Trude Simonsohn hat den Holocaust überlebt. Sie tut alles dafür, dass Deutschland nie mehr in die Barbarei abgleitet. Nun feierte die Frankfurter Ehrenbürgerin ihren 98. Geburtstag. Und blickt voraus.

          Was soll man einer Achtundneunzigjährigen zum Geburtstag wünschen? Meron Mendel, der für Trude Simonsohn in seiner Bildungsstätte Anne Frank die Feier ausgerichtet hat, ist nichts eingefallen. Vor drei Jahren, so erinnerte sich der Direktor, war seine Aufgabe als Gratulant einfacher. Damals machte er zusammen mit der früheren Bürgermeisterin Jutta Ebeling und der Stifterin Helga Dierichs den Vorschlag, die Holocaust-Überlebende und Zeitzeugin zur Frankfurter Ehrenbürgerin zu ernennen. Die Stadt ist seiner Anregung gefolgt.

          Hans Riebsamen

          Redakteur in der Rhein-Main-Zeitung.

          Wenn Simonsohn drei Jahre später einen Wunsch hat, dann den, dass Deutschland dem Wiedererstarken des Antisemitismus entschieden entgegentritt. Dafür, dass das Land sich an die unselige Vergangenheit erinnert und alles dafür tut, dass es nie mehr in die Barbarei abgleitet, hat sie sich während der vergangenen Jahre eingesetzt, als sie vor Schulklassen und Jugendgruppen als Zeitzeugin berichtete. Manchmal plagen Simonsohn inzwischen Ängste, ihre Arbeit könne vergebens gewesen sein. Das war sie nicht, wie man auf ihrer Geburtstagsfeier gesehen hat. Über Partei-, Alters-, Berufs- und andere soziale Grenzen hinweg hatten sich ihre Freunde versammelt. Zumindest einige ihrer Freunde, denn wären alle gekommen, hätte die Paulskirche, wo Simonsohn im Oktober 2016 von Oberbürgermeister Peter Feldmann (SPD) zur Ehrenbürgerin gekürt worden ist, von ihrer Größe her gerade gereicht.

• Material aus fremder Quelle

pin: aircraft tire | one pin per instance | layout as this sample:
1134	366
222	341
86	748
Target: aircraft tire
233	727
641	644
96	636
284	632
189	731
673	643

          Entschieden gegen jeden Judenhass

          Allein diese 100 Freunde in der Bildungsstätte Anne Frank, viele von ihnen in hoher Würde und wichtigem Amt, stellen in Frankfurt eine Kraft dar, die sich entschieden gegen jeden Judenhass und alles Nazitum stellen würde. Das aufklärerische Werk von Trude Simonsohn war also nicht vergebens, im Gegenteil: Es trägt Früchte.

          Salomon Korn, der Vorsitzende der Jüdischen Gemeinde, zitierte aus Simonsohns Lebenserinnerungen den ersten Satz: „Ich war ein glückliches Kind.“ In diesen Worten liegt nach Meinung Korns der Schlüssel zu Simonsohns ungebrochenem Lebenswillen, zu ihrer stets positiven Sicht der Dinge und zu ihrem grenzenlosen Optimismus. Auch zu ihrem stets fröhlichen, von einem Lächeln erhellten Gesicht, das sie auch gestern gezeigt hat.

          „Bis 120!“

          Was soll man ihr wünschen? Korn und Mendel nahmen zur traditionellen jüdischen Formel Zuflucht: „Bis 120!“ Doch das Nahziel lautet: „Nächstes Jahr wieder in der Bildungsstätte Anne Frank.“ Und was soll man einer Ehrenbürgerin von 98 Jahren schenken? Die Goethe-Universität jedenfalls konnte mit einem Präsent aufwarten. Sie wird einen Seminarraum, der schon den Namen Simonsohns trägt, zusätzlich nach Irmgard Heydorn benennen. Die Widerstandskämpferin und treue Unterstützerin von Simonsohns Aufklärungswerk war 2017 gestorben.